Two forms of malnutrition of global importance are marasmus and kwashiorkor. I often discuss them and their cognitive consequences whenever I write about developmental neuropsychology.
Here is the
Times article:
Malnutrition Is Cheating Its Survivors, and Africa’s Future By MICHAEL WINES
December 28, 2006
The New York TimesSHIMIDER, Ethiopia — In this corrugated land of mahogany mountains and tan, parched valleys, it is hard to tell which is the greater scandal: the thousands of children malnutrition kills, or the thousands more it allows to survive.
Malnutrition still kills here, though Ethiopia’s infamous famines are in abeyance. In Wag Hamra alone, the northern area that includes Shimider, at least 10,000 children under age 5 died last year, thousands of them from malnutrition-related causes.
Yet almost half of Ethiopia’s children are malnourished, and most do not die. Some suffer a different fate. Robbed of vital nutrients as children, they grow up stunted and sickly, weaklings in a land that still runs on manual labor. Some become intellectually stunted adults, shorn of as many as 15 I.Q. points, unable to learn or even to concentrate, inclined to drop out of school early.

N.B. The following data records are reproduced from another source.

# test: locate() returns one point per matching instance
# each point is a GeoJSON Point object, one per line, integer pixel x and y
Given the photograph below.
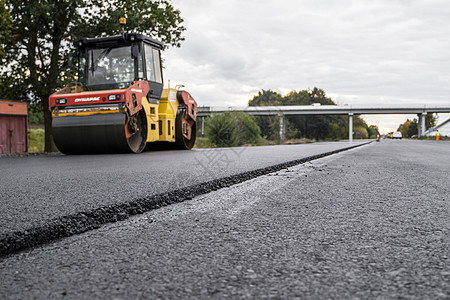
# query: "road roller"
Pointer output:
{"type": "Point", "coordinates": [118, 103]}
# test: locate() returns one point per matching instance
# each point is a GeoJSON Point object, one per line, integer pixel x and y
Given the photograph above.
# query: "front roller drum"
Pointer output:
{"type": "Point", "coordinates": [100, 133]}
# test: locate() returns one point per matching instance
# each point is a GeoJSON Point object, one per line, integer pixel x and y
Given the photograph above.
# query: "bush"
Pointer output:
{"type": "Point", "coordinates": [36, 140]}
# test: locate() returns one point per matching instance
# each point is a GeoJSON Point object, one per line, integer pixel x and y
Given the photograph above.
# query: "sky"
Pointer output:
{"type": "Point", "coordinates": [360, 52]}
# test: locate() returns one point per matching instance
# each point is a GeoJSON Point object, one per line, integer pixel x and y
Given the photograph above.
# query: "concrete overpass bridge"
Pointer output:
{"type": "Point", "coordinates": [282, 111]}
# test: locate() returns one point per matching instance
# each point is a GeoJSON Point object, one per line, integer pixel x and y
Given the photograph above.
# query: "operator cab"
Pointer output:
{"type": "Point", "coordinates": [116, 62]}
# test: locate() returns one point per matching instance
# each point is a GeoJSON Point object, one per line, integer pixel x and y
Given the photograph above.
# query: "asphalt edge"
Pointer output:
{"type": "Point", "coordinates": [69, 225]}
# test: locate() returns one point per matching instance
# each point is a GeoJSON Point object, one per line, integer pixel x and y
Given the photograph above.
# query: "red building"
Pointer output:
{"type": "Point", "coordinates": [13, 127]}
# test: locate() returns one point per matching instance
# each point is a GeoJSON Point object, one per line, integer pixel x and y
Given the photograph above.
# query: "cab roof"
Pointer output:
{"type": "Point", "coordinates": [117, 40]}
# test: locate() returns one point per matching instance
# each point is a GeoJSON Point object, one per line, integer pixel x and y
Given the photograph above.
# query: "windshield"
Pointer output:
{"type": "Point", "coordinates": [107, 68]}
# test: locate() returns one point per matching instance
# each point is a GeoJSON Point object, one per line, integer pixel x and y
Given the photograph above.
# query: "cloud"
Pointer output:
{"type": "Point", "coordinates": [360, 52]}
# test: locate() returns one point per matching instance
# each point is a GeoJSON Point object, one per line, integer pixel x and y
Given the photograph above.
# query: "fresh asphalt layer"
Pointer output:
{"type": "Point", "coordinates": [48, 197]}
{"type": "Point", "coordinates": [368, 223]}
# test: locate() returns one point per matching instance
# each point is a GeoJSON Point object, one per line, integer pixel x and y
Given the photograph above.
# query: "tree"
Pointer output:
{"type": "Point", "coordinates": [5, 27]}
{"type": "Point", "coordinates": [267, 124]}
{"type": "Point", "coordinates": [42, 33]}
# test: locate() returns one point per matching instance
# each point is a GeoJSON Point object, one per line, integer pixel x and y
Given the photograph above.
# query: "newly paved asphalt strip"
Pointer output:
{"type": "Point", "coordinates": [368, 223]}
{"type": "Point", "coordinates": [48, 197]}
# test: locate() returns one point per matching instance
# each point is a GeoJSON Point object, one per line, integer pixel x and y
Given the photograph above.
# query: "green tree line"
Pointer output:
{"type": "Point", "coordinates": [236, 128]}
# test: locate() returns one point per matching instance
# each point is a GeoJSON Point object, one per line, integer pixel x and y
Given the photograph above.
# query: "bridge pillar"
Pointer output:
{"type": "Point", "coordinates": [282, 126]}
{"type": "Point", "coordinates": [421, 129]}
{"type": "Point", "coordinates": [350, 127]}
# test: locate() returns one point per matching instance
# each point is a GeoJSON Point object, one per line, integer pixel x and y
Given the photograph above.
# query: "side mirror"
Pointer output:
{"type": "Point", "coordinates": [70, 59]}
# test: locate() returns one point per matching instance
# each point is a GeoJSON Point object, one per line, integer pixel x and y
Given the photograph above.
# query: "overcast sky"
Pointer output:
{"type": "Point", "coordinates": [360, 52]}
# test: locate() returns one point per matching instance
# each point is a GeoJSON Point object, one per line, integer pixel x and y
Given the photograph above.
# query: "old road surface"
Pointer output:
{"type": "Point", "coordinates": [372, 222]}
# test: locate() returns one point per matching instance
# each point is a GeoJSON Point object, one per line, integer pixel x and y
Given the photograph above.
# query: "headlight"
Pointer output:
{"type": "Point", "coordinates": [61, 101]}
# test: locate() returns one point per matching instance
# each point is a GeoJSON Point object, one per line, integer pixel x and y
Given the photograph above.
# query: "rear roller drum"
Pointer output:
{"type": "Point", "coordinates": [136, 132]}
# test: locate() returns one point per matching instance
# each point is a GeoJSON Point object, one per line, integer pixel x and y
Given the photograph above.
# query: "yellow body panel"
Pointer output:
{"type": "Point", "coordinates": [162, 117]}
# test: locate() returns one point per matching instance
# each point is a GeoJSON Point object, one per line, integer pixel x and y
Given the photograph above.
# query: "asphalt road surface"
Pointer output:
{"type": "Point", "coordinates": [47, 197]}
{"type": "Point", "coordinates": [368, 223]}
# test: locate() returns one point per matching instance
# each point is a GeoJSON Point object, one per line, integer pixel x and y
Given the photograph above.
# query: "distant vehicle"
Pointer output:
{"type": "Point", "coordinates": [397, 135]}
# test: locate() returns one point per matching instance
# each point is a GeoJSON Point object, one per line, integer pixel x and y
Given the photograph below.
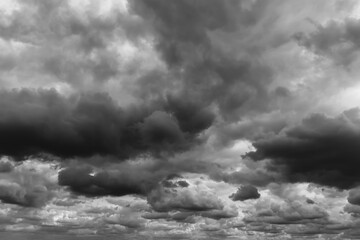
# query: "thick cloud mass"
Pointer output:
{"type": "Point", "coordinates": [244, 193]}
{"type": "Point", "coordinates": [321, 149]}
{"type": "Point", "coordinates": [33, 122]}
{"type": "Point", "coordinates": [138, 119]}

There are many children like this in the villages around Shimider. Nearly 6 in 10 are stunted; 10-year-olds can fail to top an adult’s belt buckle. They are frequently sick: diarrhea, chronic coughs and worse are standard for toddlers here. Most disquieting, teachers say, many of the 775 children at Shimider Primary are below-average pupils — often well below.
“They fall asleep,” said Eteafraw Baro, a third-grade teacher at the school. “Their minds are slow, and they don’t grasp what you teach them, and they’re always behind in class.”
Their hunger is neither a temporary inconvenience nor a quick death sentence. Rather, it is a chronic, lifelong, irreversible handicap that scuttles their futures and cripples Ethiopia’s hopes to join the developed world.
“It is a barrier to improving our way of life,” said Dr. Girma Akalu, perhaps the nation’s leading nutrition expert. Ethiopia’s problem is sub-Saharan Africa’s curse. Five million African children under age 5 died last year — 40 percent of deaths worldwide — and malnutrition was a major contributor to half of those deaths. Sub-Saharan children under 5 died not only at 22 times the rate of children in wealthy nations, but also at twice the rate for the entire developing world.
But below the Sahara, 33 million more children under 5 are living with malnutrition. In United Nations surveys from 1995 to 2003, nearly half of sub-Saharan children under 5 were stunted or wasted, markers of malnutrition and harbingers of physical and mental problems.
The world mostly mourns the dead, not the survivors. Intellectual stunting is seldom obvious until it is too late.
Bleak as that may sound, the outlook for malnourished children in sub-Saharan Africa is better than in decades, thanks to an awakening to the issue — by selected governments, anyway.